Im reading a proof of the fundamental theorem of Galois theory and I'm having trouble understanding the proof of the following part:
Let $F/K$ be a finite Galois extension with $G = \operatorname{Gal}(F/K)$. Then, the function which assigns an intermediate field $E$ the group $\operatorname{Aut}(F/E)$, is a bijection of the set of intermediate fields to the subgroups of $G$, and its inverse sends each subgroup of $G$ to its fixed field.
The proof of injectivity goes as follows:
Let $E$ be an intermediate field and $H = \operatorname{Aut}(F/E)$. Then $H<G$. Let $$E' = F^H = \{a \in F: \forall\sigma\in H, \sigma(a)=a\}$$
Then $E'$ is a field and $E\subset E'\subset F$.

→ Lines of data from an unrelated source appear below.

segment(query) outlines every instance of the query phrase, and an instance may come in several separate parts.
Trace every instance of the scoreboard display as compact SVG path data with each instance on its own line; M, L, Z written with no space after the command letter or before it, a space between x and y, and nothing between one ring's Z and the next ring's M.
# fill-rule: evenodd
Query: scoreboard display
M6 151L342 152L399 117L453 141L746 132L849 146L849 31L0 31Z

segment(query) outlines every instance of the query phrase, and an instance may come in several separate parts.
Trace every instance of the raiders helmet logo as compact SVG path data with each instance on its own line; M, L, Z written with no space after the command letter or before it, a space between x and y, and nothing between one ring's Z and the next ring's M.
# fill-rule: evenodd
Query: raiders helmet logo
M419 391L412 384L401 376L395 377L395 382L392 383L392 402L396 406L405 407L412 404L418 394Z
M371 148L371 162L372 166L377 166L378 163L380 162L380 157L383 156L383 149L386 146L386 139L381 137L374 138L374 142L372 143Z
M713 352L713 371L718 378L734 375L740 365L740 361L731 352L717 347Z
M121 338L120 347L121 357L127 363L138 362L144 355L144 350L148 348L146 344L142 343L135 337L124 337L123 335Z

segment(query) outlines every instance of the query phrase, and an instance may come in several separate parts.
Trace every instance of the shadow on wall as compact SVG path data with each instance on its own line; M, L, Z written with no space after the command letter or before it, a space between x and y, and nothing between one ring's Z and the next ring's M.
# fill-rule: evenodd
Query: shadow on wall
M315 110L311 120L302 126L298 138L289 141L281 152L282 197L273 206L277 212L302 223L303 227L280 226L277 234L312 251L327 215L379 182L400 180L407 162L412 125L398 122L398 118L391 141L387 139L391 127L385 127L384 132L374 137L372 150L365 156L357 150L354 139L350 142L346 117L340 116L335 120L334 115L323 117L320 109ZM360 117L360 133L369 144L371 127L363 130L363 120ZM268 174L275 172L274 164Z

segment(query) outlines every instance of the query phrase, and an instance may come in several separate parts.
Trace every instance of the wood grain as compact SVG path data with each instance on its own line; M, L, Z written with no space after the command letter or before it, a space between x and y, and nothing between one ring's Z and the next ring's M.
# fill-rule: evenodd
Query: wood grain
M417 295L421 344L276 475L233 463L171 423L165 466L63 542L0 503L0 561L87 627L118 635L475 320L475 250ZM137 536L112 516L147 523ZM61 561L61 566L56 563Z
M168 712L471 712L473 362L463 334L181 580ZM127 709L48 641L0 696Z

$[E':E]_s = 1$ because if $\psi \colon E' \to \overline{E} = \overline{k}$ is a morphism that is the identity when restricted to $E$, $\psi$ extends to an element in $\operatorname{Aut}(F/E)$, that fixes the elements of $E'$; and so is unique.
In case the notation is weird, $[E':E]_s$ is the number of morphisms $\psi \colon E' \to \overline{E}$ such that they are the identity when restricted to $E$.
I can't understand why is the extension of $\psi$ uniquely determined. Also for context, a Galois extension in this course is one that is separable and normal.
Let $\sigma:F\to F$ be an automorphism that extends $\psi$. Then $\sigma\in H$, so by definition of $E'$, every element of $E'$ is fixed by $\sigma$. So the restriction of $\sigma$ to $E'$, which is just $\psi$, must be the identity map.